I'm testing whether redirect with Keepalive header is really kept alive, so I wrote this little rule to try to keep the connection alive long enough for me to see it in netstat and then see when it goes away:

when HTTP_REQUEST {
  HTTP::header remove Connection
  for {set x 0}{$x<10000}{incr x}{
    log local0. $x
  }
  HTTP::redirect http://www.google.com/
}

What I'm seeing is a bit odd: It logs up to x=220, then /sometimes/ resumes logging again somewhere in the 900's, but never logs between 221 and 900, and only once did I see it log up to 999 as expected (still with the gap after 220).

I'm not seeing any errors or syslog message compression (no "last message repeated..." in logs)
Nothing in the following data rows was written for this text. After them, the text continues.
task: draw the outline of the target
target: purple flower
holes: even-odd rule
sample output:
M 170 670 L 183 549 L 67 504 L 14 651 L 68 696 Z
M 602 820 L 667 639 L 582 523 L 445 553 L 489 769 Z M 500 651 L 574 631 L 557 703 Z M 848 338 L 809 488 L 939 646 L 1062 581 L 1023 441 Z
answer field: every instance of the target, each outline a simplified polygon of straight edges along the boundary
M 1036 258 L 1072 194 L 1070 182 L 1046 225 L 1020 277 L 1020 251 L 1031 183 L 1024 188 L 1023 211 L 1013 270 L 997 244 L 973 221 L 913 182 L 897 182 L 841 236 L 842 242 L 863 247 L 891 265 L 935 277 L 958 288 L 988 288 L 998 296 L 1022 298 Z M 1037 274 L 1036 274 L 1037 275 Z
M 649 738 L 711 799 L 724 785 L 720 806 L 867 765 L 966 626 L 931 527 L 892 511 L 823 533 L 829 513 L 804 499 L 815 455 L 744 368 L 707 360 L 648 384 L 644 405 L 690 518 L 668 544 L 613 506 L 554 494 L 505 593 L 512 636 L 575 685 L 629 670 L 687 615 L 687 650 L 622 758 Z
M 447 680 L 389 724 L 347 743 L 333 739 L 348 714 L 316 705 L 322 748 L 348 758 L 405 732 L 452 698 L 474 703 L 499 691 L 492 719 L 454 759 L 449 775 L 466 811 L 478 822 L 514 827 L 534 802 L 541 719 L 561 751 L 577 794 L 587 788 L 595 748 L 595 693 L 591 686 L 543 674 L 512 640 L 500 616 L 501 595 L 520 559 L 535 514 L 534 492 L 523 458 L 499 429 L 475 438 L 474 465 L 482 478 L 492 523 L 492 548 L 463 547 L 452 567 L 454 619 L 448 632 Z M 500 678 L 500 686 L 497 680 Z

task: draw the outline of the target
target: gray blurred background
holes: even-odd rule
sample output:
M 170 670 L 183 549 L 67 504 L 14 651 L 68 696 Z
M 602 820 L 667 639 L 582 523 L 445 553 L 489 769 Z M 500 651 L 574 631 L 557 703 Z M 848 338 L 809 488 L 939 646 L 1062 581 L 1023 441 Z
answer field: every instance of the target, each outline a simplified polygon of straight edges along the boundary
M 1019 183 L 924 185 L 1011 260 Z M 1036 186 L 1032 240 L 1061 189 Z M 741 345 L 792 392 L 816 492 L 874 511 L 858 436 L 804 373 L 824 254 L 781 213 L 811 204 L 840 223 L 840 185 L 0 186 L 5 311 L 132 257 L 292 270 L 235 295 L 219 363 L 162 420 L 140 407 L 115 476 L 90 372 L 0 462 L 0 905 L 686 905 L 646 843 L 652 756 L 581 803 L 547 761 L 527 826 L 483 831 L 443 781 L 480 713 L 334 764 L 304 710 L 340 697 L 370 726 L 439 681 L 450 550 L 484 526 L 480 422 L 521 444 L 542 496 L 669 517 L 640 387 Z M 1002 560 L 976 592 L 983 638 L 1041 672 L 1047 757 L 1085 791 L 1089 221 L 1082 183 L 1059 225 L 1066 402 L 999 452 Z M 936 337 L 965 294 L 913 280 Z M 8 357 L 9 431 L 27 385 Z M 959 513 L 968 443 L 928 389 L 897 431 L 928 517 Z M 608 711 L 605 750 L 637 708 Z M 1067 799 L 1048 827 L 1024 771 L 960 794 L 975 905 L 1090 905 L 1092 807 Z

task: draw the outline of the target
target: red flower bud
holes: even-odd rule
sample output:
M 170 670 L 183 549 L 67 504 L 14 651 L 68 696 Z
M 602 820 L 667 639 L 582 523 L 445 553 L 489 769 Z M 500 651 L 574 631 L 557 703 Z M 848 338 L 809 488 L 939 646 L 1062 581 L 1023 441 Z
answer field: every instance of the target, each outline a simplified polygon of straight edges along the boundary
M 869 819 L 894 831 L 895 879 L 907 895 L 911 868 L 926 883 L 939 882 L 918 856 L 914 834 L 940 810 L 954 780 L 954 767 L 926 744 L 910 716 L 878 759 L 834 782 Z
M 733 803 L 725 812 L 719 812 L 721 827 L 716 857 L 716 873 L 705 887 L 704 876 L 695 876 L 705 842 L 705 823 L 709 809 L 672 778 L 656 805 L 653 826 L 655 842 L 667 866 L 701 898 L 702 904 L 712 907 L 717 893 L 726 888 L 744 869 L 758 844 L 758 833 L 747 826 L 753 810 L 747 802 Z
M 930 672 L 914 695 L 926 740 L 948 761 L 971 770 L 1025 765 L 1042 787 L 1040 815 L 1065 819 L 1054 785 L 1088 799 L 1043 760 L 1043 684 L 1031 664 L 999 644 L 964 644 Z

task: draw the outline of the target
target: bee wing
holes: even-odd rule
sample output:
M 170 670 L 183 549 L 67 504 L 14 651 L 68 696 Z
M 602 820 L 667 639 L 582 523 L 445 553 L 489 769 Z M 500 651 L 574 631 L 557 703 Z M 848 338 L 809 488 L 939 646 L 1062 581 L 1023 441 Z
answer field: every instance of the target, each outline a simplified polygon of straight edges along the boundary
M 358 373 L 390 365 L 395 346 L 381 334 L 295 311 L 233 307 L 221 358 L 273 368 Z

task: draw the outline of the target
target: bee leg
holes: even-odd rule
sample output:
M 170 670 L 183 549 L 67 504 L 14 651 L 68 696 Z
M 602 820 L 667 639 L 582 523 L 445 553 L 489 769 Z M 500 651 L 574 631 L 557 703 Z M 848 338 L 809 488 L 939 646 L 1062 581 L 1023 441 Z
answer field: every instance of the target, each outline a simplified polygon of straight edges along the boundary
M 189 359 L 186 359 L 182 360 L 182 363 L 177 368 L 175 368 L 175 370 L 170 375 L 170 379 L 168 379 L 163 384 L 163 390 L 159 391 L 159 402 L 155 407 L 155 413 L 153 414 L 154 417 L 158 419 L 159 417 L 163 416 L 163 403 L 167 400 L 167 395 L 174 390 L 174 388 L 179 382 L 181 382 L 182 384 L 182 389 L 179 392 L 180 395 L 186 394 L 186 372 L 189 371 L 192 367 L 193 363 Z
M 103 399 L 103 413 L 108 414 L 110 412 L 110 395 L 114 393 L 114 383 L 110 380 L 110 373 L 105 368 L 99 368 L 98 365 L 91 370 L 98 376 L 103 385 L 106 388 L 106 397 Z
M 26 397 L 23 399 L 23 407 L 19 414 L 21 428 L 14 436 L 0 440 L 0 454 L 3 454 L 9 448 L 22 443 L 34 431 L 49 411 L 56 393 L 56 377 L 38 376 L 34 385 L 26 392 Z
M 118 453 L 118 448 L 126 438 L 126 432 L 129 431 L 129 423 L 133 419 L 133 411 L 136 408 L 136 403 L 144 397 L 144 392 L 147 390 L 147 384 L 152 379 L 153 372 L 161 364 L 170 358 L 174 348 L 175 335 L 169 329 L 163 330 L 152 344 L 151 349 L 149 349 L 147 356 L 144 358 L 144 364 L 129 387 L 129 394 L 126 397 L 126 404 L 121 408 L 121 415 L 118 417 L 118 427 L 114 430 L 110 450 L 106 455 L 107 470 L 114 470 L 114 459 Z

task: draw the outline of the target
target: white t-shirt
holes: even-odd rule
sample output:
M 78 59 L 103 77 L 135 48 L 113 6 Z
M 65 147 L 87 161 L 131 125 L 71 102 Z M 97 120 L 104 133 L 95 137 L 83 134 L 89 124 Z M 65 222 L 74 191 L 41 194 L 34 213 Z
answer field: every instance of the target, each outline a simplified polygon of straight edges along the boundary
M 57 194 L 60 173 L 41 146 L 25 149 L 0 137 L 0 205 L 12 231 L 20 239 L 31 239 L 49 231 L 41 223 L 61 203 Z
Of course, this isn't a real world scenario, but it concerns me that the logging is just stopping. Lots of my customers are using logging to alert them to rule exceptions, and it would be good to know whether this is a reliable facility, or if the execution speed of the loop is just overwhelming the log facility. (seems odd that it so consistently bites it after iteration 221...)

thanks!

/deb

  • I tested your rule on my 9.1.1 6400, I got:

     

     

     

    [root@ccp-b3f2labslb-1:Active] config tail -f /var/log/ltm

     

    May 16 08:28:21 tmm tmm[32695]: 01220002:6: Rule test : Number 0

     

    May 16 08:28:21 tmm tmm[32695]: 01220002:6: Rule test : Number 1

     

    May 16 08:28:21 tmm tmm[32695]: 01220002:6: Rule test : Number 2

     

    May 16 08:28:21 tmm tmm[32695]: 01220002:6: Rule test : Number 3

     

    May 16 08:28:21 tmm tmm[32695]: 01220002:6: Rule test : Number 4

     

    May 16 08:28:23 tmm tmm[32695]: 01220002: repeated 995 times

     

  • Deb_Allen_18's avatar
    Deb_Allen_18
    Historic F5 Account
    hmmm...

     

    thanks for testing, citizen elah.

     

    (I was testing on 9.2.3)

     

     

    In your case, the loop at least executed the of times expected, and hit the syslog each time.

     

     

    Are you logging to local0., or the default facility? (I seldom see logline compression unless logging to the default facility.)

     

     

    I'm planning to test further with some longer-duration actions inside the loop to determine if we're just overloading syslog, so I guess I'll test with different facilities as well.

     

     

    thanks again for the additional info!

     

    /deb
  • Your assumption is correct, I was logging to the default facility. When I changed it to local0, I got similar but not identical behavior. I tried several different facilities and levels, and the results are the same. If I put a timing loop in front of the log statement, I get all my log statements. I found that variable Y must increase as the limit for variable X is increased. For example, I consistently get all 300 lines if I have a 12 count loop in between each log statement

    
      for {set x 0}{$x<300}{incr x}{
        for {set y 0}{$y<12}{incr y} { }
        log local0 "Number $x"
      }

    But if I need 1000 of them, the delay loop needs to be much longer:

    
      for {set x 0}{$x<1000}{incr x}{
        for {set y 0}{$y<100}{incr y} { }
        log local0. "Number $x"
      }

    It appears to me that syslog is getting overloaded.